This morning, my husband and I got into a big fight. I wanted him to talk to his father about something, and he felt like I was calling him stupid. We blew up, yelled at each other, huffed and sighed, and within about 20 minutes were again playing grab-ass in the car on the way to breakfast. This isn’t atypical for us. And we have one of the happiest, most sexual, most passionate marriages of anyone I know. Fights make us stronger.
We are not alone. Countless studies show that communication is one of the main cornerstones of good marriages and while fighting isn’t outright a sign of a strong marriage, healthy arguments and cathartic blowups actually help to diffuse building tension. My husband and I blow up and then we calm down, but we almost never bring up past fights. Because they are in the past.

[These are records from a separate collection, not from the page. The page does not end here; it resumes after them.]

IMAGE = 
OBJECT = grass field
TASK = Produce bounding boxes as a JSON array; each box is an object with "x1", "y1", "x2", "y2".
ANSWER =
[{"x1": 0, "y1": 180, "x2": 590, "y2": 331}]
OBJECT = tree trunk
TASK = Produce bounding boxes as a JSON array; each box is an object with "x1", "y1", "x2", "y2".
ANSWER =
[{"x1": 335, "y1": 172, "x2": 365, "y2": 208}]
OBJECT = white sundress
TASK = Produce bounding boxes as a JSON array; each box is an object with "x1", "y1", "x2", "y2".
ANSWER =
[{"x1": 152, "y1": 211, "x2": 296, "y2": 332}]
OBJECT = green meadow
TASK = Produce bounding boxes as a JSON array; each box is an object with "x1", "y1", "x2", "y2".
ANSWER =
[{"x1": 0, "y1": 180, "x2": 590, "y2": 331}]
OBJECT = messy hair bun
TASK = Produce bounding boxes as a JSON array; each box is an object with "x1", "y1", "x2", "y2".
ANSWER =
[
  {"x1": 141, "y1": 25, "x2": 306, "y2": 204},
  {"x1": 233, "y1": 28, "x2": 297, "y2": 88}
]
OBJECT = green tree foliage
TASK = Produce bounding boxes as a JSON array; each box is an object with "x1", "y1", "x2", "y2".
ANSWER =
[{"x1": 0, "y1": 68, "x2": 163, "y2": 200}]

That’s the thing about fighting: If you do it right, it’s like a thunderstorm. It moves in. It wets the area ferociously and with great vigor. And then it passes. The sun comes out again, the end. If you are afraid of confrontation and fighting, you end up living under the constant threat of a thunderstorm but without any discharge for all that energy. That’s when resentment builds and marriages fall apart.
Obviously, this doesn’t mean all fights are equal. Yelling curse words at each other and then retreating to separate quarters does not a healthy marriage make. But the marriages I see where people are just living peacefully with very little drama (and very little passion) make me personally sad. They seem more like business arrangements. And if you dig beneath the surface, that same quiet reticence extends to the bedroom. Meanwhile, the passion that explodes in anger during the day explodes into fire at night in my marriage. It’s not a bad thing. They are just two different sides of the passion coin.
If you are a couple who fights a lot, take heart. It doesn’t automatically mean things are bad. In fact, it could be a sign that things are very right, indeed.